正否より大きな問題だったのは、自分たちの先人の音楽が、果たして「形式」なるものに縛られていたのかどうか、だったのかも知れません。バロック~古典派期に書かれた音楽書、あるいは作曲家自身の書簡やメモに、たとえば「ソナタ形式」なる言葉があったのかは、浅学な私は知りませんし、見たこともありません。ただものの本に「ソナタ形式なる言葉は19世紀前半にベートーベンの作品を説明するためにある理論家が使い出した」と載っていたかと記憶する程度です。
記憶がそうズレていなければ、まさにリストの時期のことですから、

「音楽はそう窮屈な枠にはめて考えては誤りを犯すもとになる」

というあたりが、リストの警戒するところだったのであり、こんにちそうみなされがちな、「絶対音楽」なるものに対峙する概念として「標題音楽」なる用語を打ち出すのは必ずしも本意ではなかったのではないでしょうか?
ただ、何かの拘束から離れるには別の言葉をもってする、というのがこの時代の特質であり・・・ヴァーグナーの「楽劇」もまたしかり・・・、ハンスリックもこの点では同じ線上で読み直されるべきなのかも知れません。

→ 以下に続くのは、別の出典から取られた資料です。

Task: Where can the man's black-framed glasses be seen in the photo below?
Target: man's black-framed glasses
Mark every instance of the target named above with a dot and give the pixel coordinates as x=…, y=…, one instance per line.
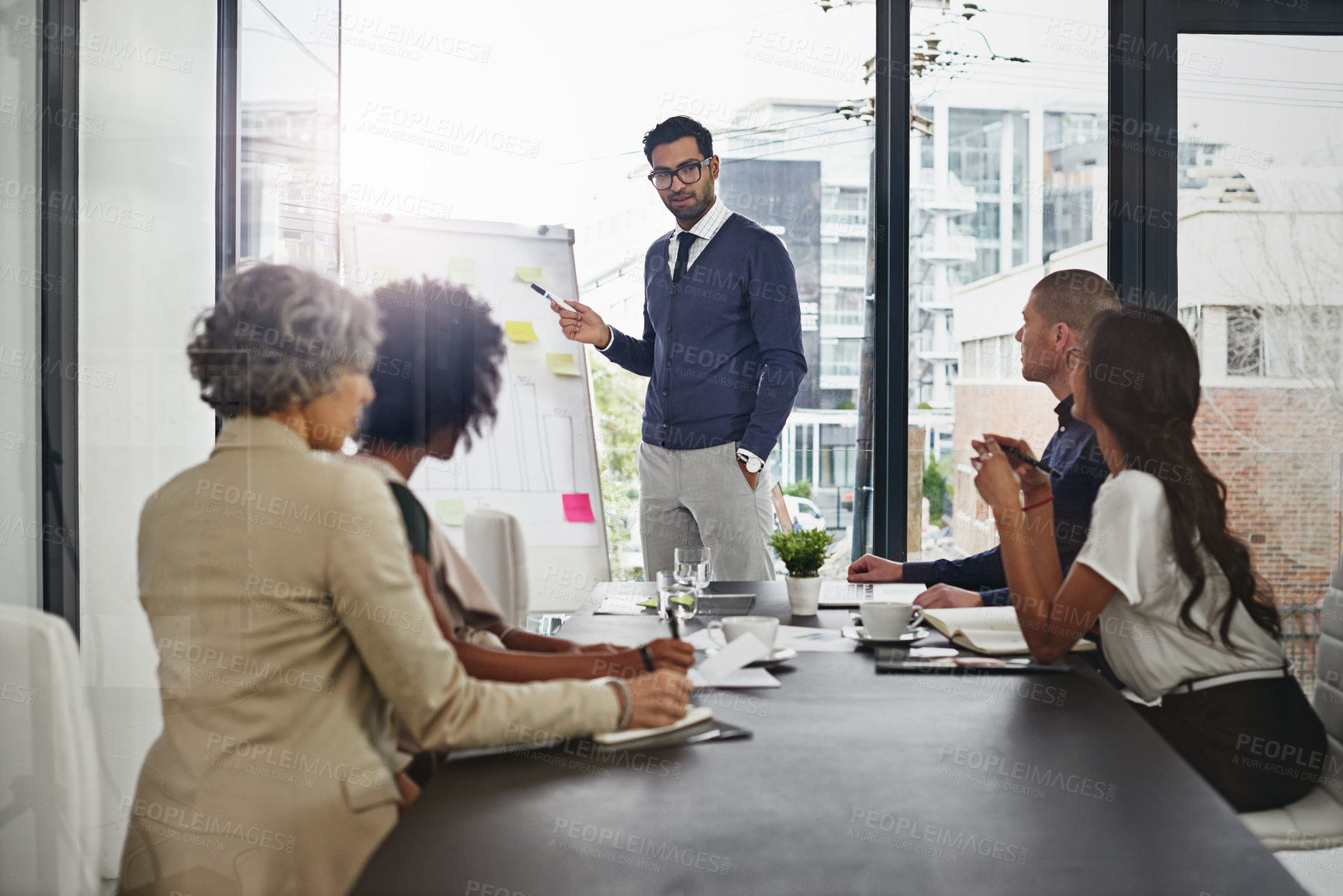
x=688, y=174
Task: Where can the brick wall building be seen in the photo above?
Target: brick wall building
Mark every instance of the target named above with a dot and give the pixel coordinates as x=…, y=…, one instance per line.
x=1271, y=430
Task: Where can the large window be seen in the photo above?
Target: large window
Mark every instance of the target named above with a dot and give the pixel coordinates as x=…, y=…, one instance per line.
x=1260, y=231
x=1008, y=182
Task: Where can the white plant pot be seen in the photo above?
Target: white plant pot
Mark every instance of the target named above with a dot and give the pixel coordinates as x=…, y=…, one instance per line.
x=804, y=595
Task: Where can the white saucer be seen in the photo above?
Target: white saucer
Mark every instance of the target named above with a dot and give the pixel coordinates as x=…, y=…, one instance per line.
x=861, y=635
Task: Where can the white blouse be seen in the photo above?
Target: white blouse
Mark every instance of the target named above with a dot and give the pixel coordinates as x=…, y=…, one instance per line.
x=1146, y=644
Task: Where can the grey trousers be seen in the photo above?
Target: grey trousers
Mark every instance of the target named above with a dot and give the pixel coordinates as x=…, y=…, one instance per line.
x=701, y=499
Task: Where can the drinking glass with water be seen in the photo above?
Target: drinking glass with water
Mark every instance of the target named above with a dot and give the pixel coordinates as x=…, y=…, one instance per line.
x=676, y=595
x=692, y=569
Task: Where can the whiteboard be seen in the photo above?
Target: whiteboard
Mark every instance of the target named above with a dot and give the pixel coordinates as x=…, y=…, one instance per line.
x=538, y=460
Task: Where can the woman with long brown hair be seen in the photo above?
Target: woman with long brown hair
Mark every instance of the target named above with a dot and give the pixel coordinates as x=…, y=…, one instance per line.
x=1186, y=624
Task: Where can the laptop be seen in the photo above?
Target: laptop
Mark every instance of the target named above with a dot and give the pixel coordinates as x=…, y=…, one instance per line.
x=839, y=595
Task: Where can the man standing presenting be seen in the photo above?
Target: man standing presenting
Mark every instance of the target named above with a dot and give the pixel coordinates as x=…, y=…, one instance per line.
x=722, y=348
x=1056, y=317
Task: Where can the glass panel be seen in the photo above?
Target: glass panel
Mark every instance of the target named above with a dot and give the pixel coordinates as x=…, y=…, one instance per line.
x=289, y=195
x=1008, y=182
x=1262, y=290
x=20, y=296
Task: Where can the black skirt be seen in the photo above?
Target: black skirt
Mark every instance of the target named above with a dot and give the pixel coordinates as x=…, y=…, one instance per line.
x=1258, y=743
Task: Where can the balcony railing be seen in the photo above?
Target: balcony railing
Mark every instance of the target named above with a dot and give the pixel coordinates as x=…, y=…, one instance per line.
x=841, y=319
x=953, y=247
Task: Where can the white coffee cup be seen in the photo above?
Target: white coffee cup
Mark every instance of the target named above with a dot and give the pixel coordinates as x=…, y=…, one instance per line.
x=731, y=629
x=889, y=620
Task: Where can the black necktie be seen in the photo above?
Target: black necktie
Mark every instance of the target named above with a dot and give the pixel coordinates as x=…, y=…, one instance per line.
x=683, y=255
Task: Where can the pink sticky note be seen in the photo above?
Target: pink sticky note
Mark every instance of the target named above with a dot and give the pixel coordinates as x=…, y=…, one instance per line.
x=578, y=508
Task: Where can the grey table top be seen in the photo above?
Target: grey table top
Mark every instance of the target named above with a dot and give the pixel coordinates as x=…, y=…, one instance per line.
x=853, y=784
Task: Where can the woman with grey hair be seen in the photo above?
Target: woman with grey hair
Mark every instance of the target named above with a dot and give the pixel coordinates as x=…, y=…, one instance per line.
x=290, y=625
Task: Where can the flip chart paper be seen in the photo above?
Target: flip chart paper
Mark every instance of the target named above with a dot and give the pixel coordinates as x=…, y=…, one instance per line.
x=452, y=510
x=520, y=330
x=461, y=272
x=578, y=508
x=562, y=365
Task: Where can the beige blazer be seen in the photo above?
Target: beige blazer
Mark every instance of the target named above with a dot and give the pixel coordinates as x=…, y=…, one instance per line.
x=289, y=625
x=457, y=589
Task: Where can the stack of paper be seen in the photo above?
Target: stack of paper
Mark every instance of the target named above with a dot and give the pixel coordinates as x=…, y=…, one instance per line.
x=992, y=631
x=694, y=716
x=725, y=668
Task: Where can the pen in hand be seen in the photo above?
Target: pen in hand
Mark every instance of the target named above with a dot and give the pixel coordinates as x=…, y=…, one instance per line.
x=1040, y=465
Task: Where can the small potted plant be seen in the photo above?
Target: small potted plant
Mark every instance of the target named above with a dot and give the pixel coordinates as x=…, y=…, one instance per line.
x=804, y=552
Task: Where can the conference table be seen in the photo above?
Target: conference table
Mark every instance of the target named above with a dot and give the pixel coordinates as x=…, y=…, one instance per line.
x=853, y=782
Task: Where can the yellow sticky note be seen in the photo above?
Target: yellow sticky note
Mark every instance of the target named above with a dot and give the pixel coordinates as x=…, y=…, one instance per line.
x=520, y=330
x=452, y=510
x=461, y=272
x=562, y=365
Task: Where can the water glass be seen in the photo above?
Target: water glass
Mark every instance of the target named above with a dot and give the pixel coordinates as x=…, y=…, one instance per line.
x=669, y=587
x=692, y=567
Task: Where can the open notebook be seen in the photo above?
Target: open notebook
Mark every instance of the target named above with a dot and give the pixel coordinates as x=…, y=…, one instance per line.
x=986, y=629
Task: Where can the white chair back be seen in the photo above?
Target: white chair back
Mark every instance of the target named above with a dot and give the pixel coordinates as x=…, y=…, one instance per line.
x=50, y=786
x=496, y=551
x=1328, y=681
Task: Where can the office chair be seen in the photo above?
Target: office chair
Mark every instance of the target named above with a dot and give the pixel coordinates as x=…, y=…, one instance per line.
x=50, y=785
x=1308, y=835
x=496, y=551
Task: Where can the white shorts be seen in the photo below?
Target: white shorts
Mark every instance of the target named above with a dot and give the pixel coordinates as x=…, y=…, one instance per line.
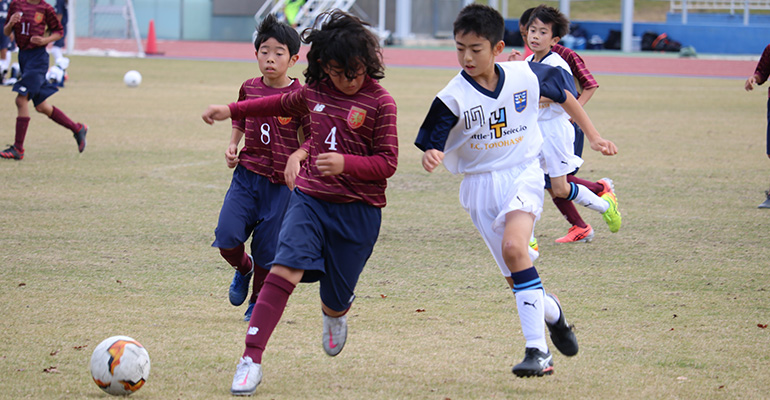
x=488, y=197
x=558, y=152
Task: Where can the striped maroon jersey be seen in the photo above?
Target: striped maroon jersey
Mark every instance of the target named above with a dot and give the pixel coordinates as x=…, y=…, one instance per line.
x=36, y=20
x=361, y=127
x=579, y=70
x=268, y=141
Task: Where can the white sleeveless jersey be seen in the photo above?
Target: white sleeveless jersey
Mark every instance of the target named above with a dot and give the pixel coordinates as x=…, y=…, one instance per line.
x=494, y=132
x=550, y=110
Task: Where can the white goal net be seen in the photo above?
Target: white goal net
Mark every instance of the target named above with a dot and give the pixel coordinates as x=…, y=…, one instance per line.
x=111, y=29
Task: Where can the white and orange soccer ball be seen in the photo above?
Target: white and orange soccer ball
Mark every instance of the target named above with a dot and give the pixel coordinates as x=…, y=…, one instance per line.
x=120, y=365
x=132, y=78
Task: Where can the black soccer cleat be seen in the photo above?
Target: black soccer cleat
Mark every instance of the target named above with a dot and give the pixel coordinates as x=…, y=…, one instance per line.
x=12, y=153
x=536, y=363
x=562, y=335
x=80, y=137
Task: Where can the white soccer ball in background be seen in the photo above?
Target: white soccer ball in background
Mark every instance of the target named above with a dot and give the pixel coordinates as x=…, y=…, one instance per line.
x=132, y=78
x=120, y=365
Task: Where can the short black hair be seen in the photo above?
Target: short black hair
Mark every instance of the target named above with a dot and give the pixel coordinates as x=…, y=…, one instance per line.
x=524, y=19
x=482, y=20
x=551, y=16
x=346, y=40
x=283, y=33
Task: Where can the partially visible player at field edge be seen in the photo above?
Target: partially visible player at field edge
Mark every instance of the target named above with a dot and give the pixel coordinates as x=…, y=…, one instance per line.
x=339, y=176
x=257, y=199
x=5, y=42
x=545, y=27
x=483, y=125
x=759, y=77
x=62, y=13
x=579, y=231
x=29, y=21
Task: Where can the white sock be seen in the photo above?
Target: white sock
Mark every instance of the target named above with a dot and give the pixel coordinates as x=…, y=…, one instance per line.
x=587, y=198
x=552, y=312
x=56, y=53
x=530, y=304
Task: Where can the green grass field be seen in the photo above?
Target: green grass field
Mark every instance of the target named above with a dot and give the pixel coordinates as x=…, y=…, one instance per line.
x=117, y=241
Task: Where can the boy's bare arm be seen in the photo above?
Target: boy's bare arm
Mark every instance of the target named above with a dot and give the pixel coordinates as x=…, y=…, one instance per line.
x=575, y=110
x=431, y=159
x=749, y=85
x=8, y=28
x=293, y=165
x=231, y=154
x=586, y=95
x=216, y=112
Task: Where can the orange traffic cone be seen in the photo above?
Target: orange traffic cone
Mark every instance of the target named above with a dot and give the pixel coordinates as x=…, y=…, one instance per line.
x=152, y=46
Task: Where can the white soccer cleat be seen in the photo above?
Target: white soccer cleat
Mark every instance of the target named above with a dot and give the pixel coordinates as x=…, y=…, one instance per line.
x=335, y=334
x=247, y=377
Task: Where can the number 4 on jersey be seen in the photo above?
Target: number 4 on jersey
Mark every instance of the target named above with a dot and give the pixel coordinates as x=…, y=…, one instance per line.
x=331, y=139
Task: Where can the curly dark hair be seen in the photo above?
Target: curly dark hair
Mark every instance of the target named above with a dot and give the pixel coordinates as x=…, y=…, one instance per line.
x=551, y=16
x=345, y=40
x=482, y=20
x=284, y=34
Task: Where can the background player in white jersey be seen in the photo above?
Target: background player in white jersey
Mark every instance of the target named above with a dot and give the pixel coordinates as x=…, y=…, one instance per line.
x=546, y=26
x=483, y=124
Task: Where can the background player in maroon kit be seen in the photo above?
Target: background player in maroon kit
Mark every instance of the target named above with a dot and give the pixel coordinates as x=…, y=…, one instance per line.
x=257, y=198
x=339, y=177
x=580, y=231
x=759, y=77
x=29, y=20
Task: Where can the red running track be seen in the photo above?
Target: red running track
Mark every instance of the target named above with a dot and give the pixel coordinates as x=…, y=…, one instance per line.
x=611, y=63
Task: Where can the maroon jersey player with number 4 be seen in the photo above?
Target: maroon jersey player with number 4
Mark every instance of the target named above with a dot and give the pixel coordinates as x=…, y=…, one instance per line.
x=338, y=175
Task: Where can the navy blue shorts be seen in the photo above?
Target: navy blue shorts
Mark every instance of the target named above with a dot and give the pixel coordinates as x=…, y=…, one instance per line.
x=578, y=148
x=5, y=41
x=34, y=65
x=331, y=242
x=255, y=205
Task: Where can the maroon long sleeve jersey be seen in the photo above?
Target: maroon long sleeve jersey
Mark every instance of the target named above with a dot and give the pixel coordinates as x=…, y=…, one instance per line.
x=763, y=68
x=361, y=127
x=268, y=141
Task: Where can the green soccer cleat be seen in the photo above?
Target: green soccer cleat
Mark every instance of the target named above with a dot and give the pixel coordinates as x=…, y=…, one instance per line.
x=612, y=215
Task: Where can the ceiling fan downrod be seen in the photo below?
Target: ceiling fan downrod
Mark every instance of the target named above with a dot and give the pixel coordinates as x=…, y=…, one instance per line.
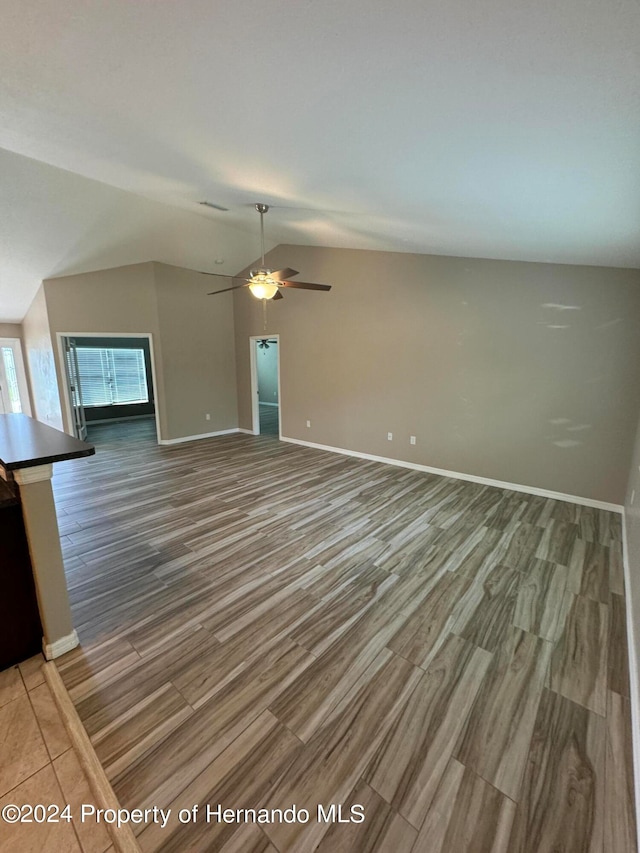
x=262, y=209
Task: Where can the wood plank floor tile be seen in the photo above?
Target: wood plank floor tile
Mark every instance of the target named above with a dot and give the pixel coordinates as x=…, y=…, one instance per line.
x=467, y=816
x=295, y=605
x=240, y=777
x=422, y=635
x=496, y=739
x=182, y=755
x=542, y=605
x=382, y=829
x=619, y=805
x=561, y=806
x=579, y=661
x=408, y=766
x=485, y=612
x=618, y=657
x=589, y=570
x=335, y=758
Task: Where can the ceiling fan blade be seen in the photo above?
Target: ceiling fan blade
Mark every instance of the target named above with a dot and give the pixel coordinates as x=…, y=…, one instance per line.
x=305, y=285
x=280, y=275
x=227, y=289
x=223, y=275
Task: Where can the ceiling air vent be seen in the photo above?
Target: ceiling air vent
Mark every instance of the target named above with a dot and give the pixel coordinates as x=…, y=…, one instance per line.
x=214, y=206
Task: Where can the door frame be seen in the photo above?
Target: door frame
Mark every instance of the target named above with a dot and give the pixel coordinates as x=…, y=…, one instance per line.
x=255, y=410
x=64, y=396
x=21, y=373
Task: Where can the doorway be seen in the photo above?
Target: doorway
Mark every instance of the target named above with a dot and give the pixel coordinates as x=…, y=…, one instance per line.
x=14, y=395
x=265, y=382
x=109, y=383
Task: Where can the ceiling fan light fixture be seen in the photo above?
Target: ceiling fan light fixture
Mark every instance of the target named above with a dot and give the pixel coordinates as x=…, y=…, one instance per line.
x=263, y=289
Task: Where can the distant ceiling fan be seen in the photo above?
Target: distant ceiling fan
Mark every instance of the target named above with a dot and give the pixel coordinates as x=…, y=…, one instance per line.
x=265, y=283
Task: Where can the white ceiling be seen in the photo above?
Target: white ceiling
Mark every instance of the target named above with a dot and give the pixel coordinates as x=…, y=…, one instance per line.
x=497, y=128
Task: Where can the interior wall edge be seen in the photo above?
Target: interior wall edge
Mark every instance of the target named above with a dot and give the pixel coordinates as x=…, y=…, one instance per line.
x=632, y=610
x=458, y=475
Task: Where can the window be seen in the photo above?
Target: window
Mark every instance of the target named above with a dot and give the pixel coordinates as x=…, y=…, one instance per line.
x=112, y=376
x=12, y=379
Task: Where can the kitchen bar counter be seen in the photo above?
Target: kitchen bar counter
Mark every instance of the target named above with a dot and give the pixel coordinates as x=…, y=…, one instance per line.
x=28, y=451
x=25, y=442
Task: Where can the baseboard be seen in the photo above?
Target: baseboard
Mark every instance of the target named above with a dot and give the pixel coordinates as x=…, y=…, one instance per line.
x=634, y=678
x=457, y=475
x=184, y=438
x=61, y=646
x=122, y=420
x=124, y=841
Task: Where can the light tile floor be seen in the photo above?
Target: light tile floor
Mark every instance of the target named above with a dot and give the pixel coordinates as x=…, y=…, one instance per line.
x=39, y=766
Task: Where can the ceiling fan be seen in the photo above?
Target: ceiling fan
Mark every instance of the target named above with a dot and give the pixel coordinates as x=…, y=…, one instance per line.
x=265, y=283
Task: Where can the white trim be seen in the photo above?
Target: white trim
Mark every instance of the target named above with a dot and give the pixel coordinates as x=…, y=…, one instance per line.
x=198, y=437
x=64, y=396
x=21, y=374
x=61, y=646
x=33, y=474
x=634, y=681
x=456, y=475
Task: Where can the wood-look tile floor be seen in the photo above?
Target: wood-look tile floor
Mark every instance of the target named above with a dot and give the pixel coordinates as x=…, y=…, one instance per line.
x=265, y=625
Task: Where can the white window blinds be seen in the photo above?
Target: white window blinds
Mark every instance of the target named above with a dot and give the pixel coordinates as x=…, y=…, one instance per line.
x=112, y=376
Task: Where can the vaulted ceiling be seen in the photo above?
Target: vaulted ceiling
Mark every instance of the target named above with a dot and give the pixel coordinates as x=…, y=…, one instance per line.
x=500, y=128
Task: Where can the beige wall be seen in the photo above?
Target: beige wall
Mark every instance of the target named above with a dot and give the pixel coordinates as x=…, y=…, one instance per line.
x=632, y=532
x=10, y=330
x=40, y=363
x=192, y=336
x=199, y=371
x=519, y=372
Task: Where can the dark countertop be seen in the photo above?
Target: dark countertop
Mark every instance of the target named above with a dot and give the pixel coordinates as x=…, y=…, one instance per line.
x=25, y=442
x=7, y=495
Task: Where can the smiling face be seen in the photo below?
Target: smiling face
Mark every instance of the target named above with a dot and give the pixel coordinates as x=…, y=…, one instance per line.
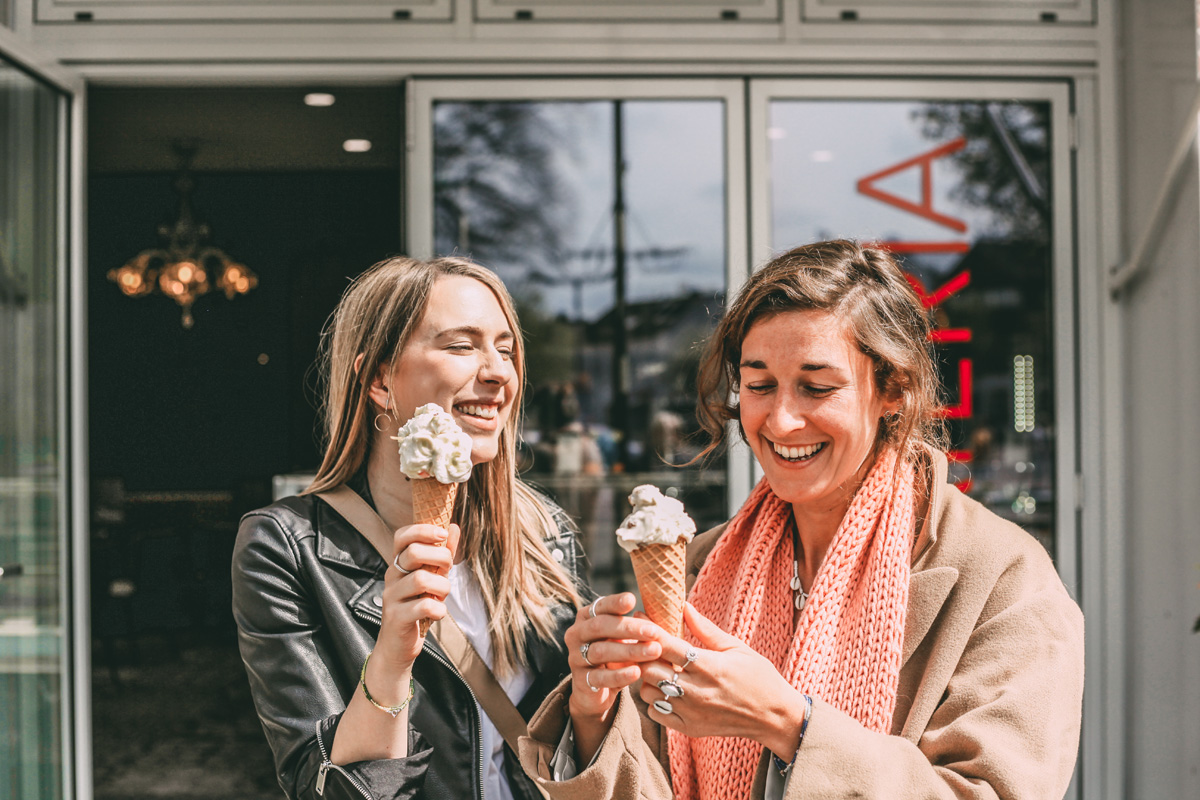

「革命」の横行で、獲得したはずの「自由」が、かえって新たな拘束を生み出して行く・・・政治的にどうか、なる以前に、交通手段・運輸などの物流・通信手段の「革命」に今なおさらされているわたしたちにも、これは容易に実感されることではないかと思います・・・そんな拘束への警鐘の、リスト流表明でしかない、それが案外、「標題音楽」なる言葉のトリッキーな正体なのではないでしょうか?